Les mémoires de Joseph Fouché, ministre de la police sous le Directoire, l'Empire, puis la Restauration, sont en deux parties d'intérêt inégal. J'ai malheureusement lu la première partie il y a deux ans, puis je n'ai que récemment trouvé le courage de lire la deuxième, qui me semblait bien moins intéressante. Mes souvenirs seront donc assez succincts.
A propos de l'édition d'Arlea : ce n'est pas une édition scientifique. Vous trouverez donc une préface intéressante d'Edwy Plenel, qui constitue une assez bonne mise en perspective, mais pas d'index (ce qui serait fort utile) ni, surtout, de notes de bas de page. Heureusement, venant de lire le premier tome des mémoires de la comtesse de Boigne, qui donne l'éclairage vu depuis les nobles émigrés, j'ai un peu mieux suivi la deuxième partie.
La première partie commence par une charge contre la société d'Ancien Régime, avec cet argument : quelques abominations qu'ait enfanté la Révolution, elle a mis à bas un monde pourri que nul ne regrette. Fouché revient sur son rôle dans la Terreur, et développe souvent l'argument selon lequel sans lui, tout aurait été bien pire. Il développe beaucoup la période du consulat, et ce qu'il savait de la vie des salons grâce à des informateurs parmi lesquels il compta... Joséphine. Puis sur sa rapide disgrâce, car il s'était compromis avec les mauvaises personnes (à l'en croire). On trouve de discrètes piques contre Talleyrand, et beaucoup de mépris pour les royalistes, qu'ils soient en exil ou grâciés.C'est probablement lors de cette disgrâce que Fouché trouva le temps de rédiger cette première partie, fascinante sur le passage de la Révolution à l'Empire.

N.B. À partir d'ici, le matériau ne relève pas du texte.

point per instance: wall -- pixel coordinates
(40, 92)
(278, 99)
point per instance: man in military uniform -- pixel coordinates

La deuxième partie court jusqu'aux Cent Jours et à leur dénouement. Elle m'a passablement ennuyé, et l'on se pose à bon droit des questions sur son authenticité, même si Fouché rapporte parfois des mots (notamment une pique contre Carnot) que lui seul a pu connaître... A moins qu'il ne s'agisse d'invention. Toujours est-il qu'on a ici un récit des difficultés croissantes de Bonaparte, avec un Fouché qui, écrivant rétrospectivement, se donne pour plus lucide et pour plus influent qu'il ne dut l'être - sur l'air du "je lui avais pourtant dit cent fois". Et certains passages, comme son évasion rocambolesque alors qu'on est venu l'arrêter lors des Cent Jours, semblent un peu trop beaux pour être vrais. Là où la première partie ambitionnait de porter un discours sur l'Histoire, la seconde se perd quelque peu dans le narcissisme : moi, Fouché, en dialogue avec la grande Histoire.